In der Popularklage wird daher auch verlangt, dass der Landtag verpflichtet wird, ein solches Gesetz zu erlassen. Diese Konstellation bezeichnet man als Normerlassklage, da eben nicht – wie meistens – die Rechtswidrigkeit einer bestehenden Rechtsnorm gerügt wird, sondern der Erlass einer bislang nicht bestehenden Norm verlangt wird.

Normerlassklagen sind grundsätzlich nicht erfolgversprechend, da sie einen Eingriff in die Zuständigkeit des Normgebers darstellen. Dieser – hier der Landtag als legislatives Verfassungsorgan – würde durch das Gericht dazu verpflichtet, seine Kompetenzen in einer bestimmten Weise wahrzunehmen. Das widerspricht aber der Gewaltenteilung: Die Gerichte sollen die anderen Staatsorgane kontrollieren und ihre Handlungen notfalls unterbinden, ihnen aber nicht vorschreiben, was sie zu tun haben.

bavaria-63268_640Das könnte hier aber anders sein. Denn es geht gar nicht um eine inhaltliche Ausgestaltung der Norm, sondern vielmehr darum, dass eine bestimmte Norm überhaupt erlassen werden soll. Wie genau dies geschieht, bleibt dem Landtag im Rahmen der Vorgaben der Verfassung überlassen. Der Landtag wird nur dazu aufgefordert, seiner verfassungsmäßigen Pflicht nachzukommen.

Wie immer, wenn man etwas vom Staat verlangt, braucht man dafür auch eine subjektive Rechtsposition. Es muss also einen Rechtsgrund geben, aus dem man die gewünschte staatliche Handlung fordern kann. Das wäre hier wiederum der Fall, wenn eine Person, die eigentlich bayerischer Staatsbürger sein müsste, nicht unter die Kategorie der in Bayern lebenden Deutschen fällt.

Wie müsste das Staatsangehörigkeitsgesetz aussehen?

Wer von Bayern abstammt und in Bayern geboren ist, wäre unabhängig von der konkreten Ausgestaltung der Staatsangehörigkeitsgesetzes mit Sicherheit ein Bayer. Ein Gesetz, das diese Menschen nicht zu Bayern erklären würde, wäre kaum denkbar und wahrscheinlich auch verfassungswidrig. Insofern wäre ein Ausführungsgesetz aber auch nicht unbedingt notwendig, da sich das Bürgerrecht unmittelbar aus der Verfassung ergeben würde.

Gleichzeitig wird jedes Staatsbürgerschaftsgesetz aber auch die Möglichkeit der Einbürgerung vorsehen müssen – die Verfassung spricht dies ja ausdrücklich an. Allerdings kann sich dieser Erwerb nicht unmittelbar aus der Verfassung ergeben, da der Erwerbstatbestand nicht näher ausgeführt wird: Gemäß Art. 6 Abs. 1 Nr. 4 BV wird die Staatsbürgerschaft durch Einbürgerung erworben; wann man eingebürgert wird, steht aber weder in der Verfassung noch im (bislang ja nicht existenten) bayerischen Staatsangehörigkeitsgesetz.

bavaria-911714_640VerfGH-Entscheidung bleibt abzuwarten

Wie der Verfassungsgerichtshof diese zahlreichen Konflikte entscheiden wird, lässt sich kaum absehen. Denkbar wäre natürlich, dass er den einfachen Weg geht, seine bisherige – etwas enttäuschende – Rechtsprechung bestätigt und es auch für zulässig erklärt, das Wahlrecht nur an die deutsche Staatsbürgerschaft und den Aufenthalt in Bayern knüpft.
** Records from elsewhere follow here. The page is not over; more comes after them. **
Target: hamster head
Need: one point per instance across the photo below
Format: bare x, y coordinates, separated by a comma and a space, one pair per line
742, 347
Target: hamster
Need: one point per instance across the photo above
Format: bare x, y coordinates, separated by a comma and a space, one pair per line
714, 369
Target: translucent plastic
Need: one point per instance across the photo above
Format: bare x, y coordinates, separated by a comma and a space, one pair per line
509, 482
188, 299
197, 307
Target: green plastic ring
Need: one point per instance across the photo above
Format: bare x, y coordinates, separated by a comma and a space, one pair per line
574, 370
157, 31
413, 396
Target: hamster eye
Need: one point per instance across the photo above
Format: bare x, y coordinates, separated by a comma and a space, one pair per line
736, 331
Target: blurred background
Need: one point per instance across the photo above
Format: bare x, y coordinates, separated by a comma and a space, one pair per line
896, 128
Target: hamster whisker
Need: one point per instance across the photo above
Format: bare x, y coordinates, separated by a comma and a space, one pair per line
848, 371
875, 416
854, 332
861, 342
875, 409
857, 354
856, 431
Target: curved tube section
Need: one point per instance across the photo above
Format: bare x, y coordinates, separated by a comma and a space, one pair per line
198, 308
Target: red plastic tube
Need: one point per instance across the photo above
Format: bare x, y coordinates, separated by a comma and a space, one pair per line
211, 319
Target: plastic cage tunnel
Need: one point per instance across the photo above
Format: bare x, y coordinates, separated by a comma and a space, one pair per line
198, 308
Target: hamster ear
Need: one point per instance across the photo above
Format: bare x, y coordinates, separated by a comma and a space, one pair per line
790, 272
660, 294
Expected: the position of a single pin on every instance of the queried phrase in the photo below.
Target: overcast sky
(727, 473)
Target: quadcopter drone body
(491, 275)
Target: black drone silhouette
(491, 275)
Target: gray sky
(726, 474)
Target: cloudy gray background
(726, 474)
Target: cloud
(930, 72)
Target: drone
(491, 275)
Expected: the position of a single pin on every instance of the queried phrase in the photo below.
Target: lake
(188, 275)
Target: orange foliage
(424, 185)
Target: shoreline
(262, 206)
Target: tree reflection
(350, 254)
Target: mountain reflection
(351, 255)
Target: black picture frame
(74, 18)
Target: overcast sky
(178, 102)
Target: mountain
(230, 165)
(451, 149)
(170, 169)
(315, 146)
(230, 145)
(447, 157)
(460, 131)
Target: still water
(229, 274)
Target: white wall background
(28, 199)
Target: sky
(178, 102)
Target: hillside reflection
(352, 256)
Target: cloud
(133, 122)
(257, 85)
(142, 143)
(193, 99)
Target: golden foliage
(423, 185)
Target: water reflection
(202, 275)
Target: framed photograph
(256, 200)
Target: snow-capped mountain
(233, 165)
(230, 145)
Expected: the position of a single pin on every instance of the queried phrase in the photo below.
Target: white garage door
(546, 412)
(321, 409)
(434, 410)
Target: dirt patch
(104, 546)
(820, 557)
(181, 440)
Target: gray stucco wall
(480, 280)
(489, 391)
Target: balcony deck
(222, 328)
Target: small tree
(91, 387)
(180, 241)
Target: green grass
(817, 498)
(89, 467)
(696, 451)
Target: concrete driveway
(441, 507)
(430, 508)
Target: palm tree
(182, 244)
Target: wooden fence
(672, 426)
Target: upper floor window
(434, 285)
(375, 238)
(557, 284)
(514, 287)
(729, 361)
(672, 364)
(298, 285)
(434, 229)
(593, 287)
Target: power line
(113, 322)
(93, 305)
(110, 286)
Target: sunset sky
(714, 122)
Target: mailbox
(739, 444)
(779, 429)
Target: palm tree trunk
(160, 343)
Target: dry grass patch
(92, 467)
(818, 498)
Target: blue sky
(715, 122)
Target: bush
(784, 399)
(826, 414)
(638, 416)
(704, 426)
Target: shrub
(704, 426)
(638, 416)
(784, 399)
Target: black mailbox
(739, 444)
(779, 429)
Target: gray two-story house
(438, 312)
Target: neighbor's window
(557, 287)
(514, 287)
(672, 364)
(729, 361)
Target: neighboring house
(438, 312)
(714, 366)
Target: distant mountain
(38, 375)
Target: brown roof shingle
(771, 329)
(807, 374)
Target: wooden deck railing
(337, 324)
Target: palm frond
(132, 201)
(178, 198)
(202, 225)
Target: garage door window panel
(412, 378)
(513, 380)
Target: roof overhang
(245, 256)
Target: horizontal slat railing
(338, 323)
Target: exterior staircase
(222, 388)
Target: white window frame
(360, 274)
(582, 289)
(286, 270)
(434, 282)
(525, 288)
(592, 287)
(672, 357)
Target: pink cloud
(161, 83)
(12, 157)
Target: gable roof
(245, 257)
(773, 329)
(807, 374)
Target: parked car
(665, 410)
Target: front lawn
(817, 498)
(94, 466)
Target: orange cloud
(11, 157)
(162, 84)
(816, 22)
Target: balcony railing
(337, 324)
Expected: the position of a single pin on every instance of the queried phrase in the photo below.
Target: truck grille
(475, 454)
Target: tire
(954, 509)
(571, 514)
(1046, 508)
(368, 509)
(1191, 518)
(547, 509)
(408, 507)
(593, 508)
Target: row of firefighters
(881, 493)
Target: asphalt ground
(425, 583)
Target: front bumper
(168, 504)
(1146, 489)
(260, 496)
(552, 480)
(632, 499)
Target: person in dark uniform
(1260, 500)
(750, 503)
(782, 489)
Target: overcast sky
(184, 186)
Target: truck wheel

Gehen die Richter aber etwas tiefer und nehmen sie den Verfassungsauftrag an den Gesetzgeber ernst, entstehen auf einmal zahlreiche neue Streitfragen und Probleme, von denen in diesem Text sicher nicht alle gestriffen wurden. Wenn diese Fragen nicht nur des bayerischen Rechts, sondern auch des bayerischen Selbstverständnisses durch die Popularklage mehr Aufmerksamkeit bekommen, hat sich Herr Lindner ohne Zweifel um unsere Verfassung verdient gemacht.